Just have two prices, tigger-6", and 6"+. Your going to be plowing with the storm, and you are charging per trip so if its an 18" storm you'll have at least 3 trips in it anyway. The big ones rarely happen and sometimes too much detail can make a customer balk at the contract.

Add in a line that states if no more room is availible, loader/hualing services will have to be hired out at a rate and time frame that is to be determined when needed.
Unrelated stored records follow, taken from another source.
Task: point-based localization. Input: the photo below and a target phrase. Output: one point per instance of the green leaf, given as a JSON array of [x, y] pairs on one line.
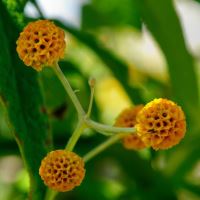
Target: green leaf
[[98, 13], [115, 64], [20, 94], [15, 9], [161, 19]]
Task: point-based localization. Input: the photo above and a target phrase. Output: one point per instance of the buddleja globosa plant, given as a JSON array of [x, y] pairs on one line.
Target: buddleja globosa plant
[[160, 124]]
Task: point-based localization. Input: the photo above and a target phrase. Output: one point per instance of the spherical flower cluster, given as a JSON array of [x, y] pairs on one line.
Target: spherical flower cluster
[[62, 170], [161, 124], [128, 119], [41, 43]]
I would also say that salt will be applied anytime there is precip and the temp is below 32* and looks to remain so. Price salt like plowing, I try to make $120 per hour so if it takes you 20 minutes to salt the lot charge $40 + salt so say

2"-6"------- $110
6.01"+----- $195
Salting----- $90

obviously pricing is regional, and is based on amount of snow falls. the more snow you get the less you get to charge, the fewer you get the more you get to charge. I plan on about 24, 2"+ plows and 1 6"+ plow.


----------



## dschmaus (Oct 27, 2006)

Grn Mtn;340692 said:


> Just have two prices, tigger-6", and 6"+. Your going to be plowing with the storm, and you are charging per trip so if its an 18" storm you'll have at least 3 trips in it anyway. The big ones rarely happen and sometimes too much detail can make a customer balk at the contract.
> 
> Add in a line that states if no more room is availible, loader/hualing services will have to be hired out at a rate and time frame that is to be determined when needed.
> 
> ...


I think you are right on.. Normally around here we get 2-4" snow around three times a season and usually one 6+ snow...


----------



## Ray48 (Dec 22, 2006)

To the guy doing the tire store dont give them too many options or they will pick your price apart .ray48


----------